Children do not have the luxury of putting their needs on hold while waiting around for their parents to get their acts together. Children have needs NOW. I know too many adults who struggle because they spent their childhoods w/parents who failed to step up and parent them.
Good post!!
- Faith
Great post! I am so tired of working my tail off only to hear how everyone else is suffering, being victimized, etc. Being a foster/adoptive parent is no picnic, I did it because I love children and want to help them in their obvious time of need. I know that alot of the bio-parents have not had good childhoods and may not know how to parent, but I have met a few who had wonderful parents and siblings and still chose drugs/drinking/violent boyfriends over their children. I sure don’t think I have it “easy” raising four children (out of six adopted) with FASD/RAD/Bipolar/ADHD because the bio-parents made poor choices. I am responsible for these kids now and am making the best choices I can to enable them to live their lives to the fullest. Believe me, if anyone at DHS thought I wasn’t, I’d hear about it ALOT faster than the bio-parents did.

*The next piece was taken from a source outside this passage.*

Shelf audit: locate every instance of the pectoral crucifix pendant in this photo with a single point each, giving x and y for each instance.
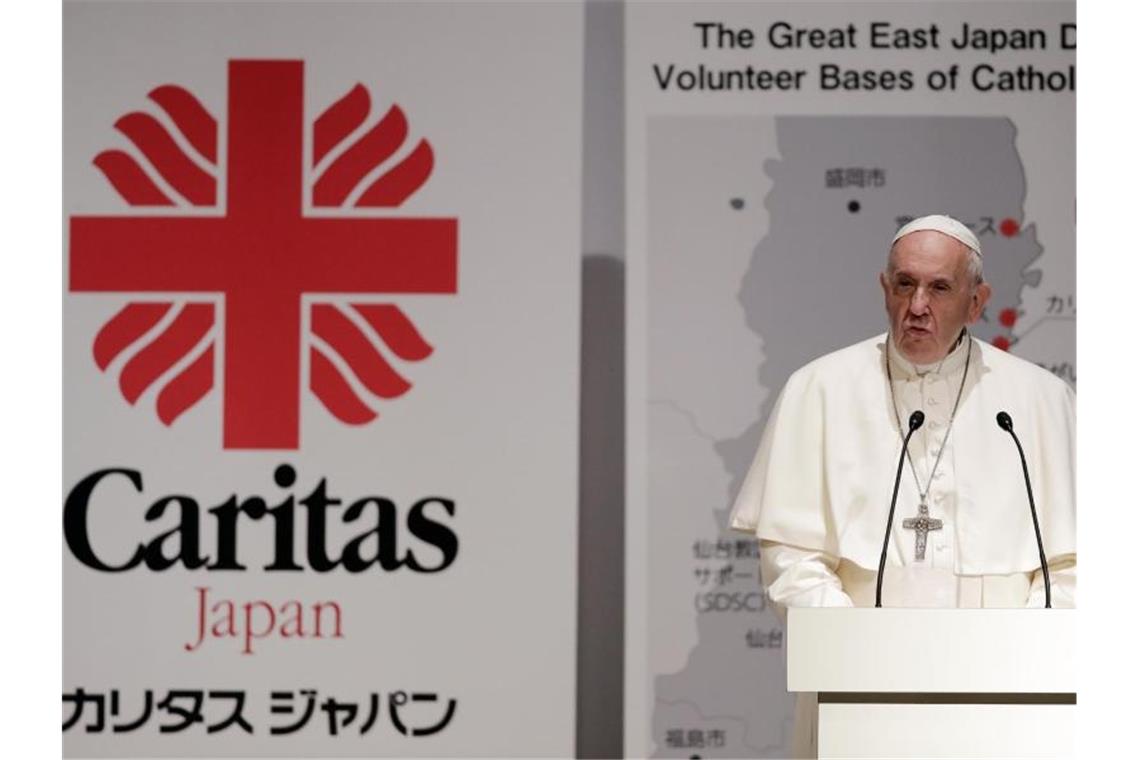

“I know that alot of the bio-parents have not had good childhoods and may not know how to parent, but I have met a few who had wonderful parents and siblings and still chose drugs/drinking/violent boyfriends over their children.”
On the flip side of this, I had a terrible childhood but do not use that as an excuse to neglect or abuse my child. I am responsible for HIS needs, no matter what my own history is.
- Faith
This was a great blog and terrific posts! I am a new foster/adopt parent and have already experienced the ups and downs…I am dedicated to these kids and I will continue to be an advocate for these children. To the poster who mentioned have 4 kids with disorders…I had a severly developmentally delayed 5 yr and I thought he was a handful! Keep up the good work and God bless you.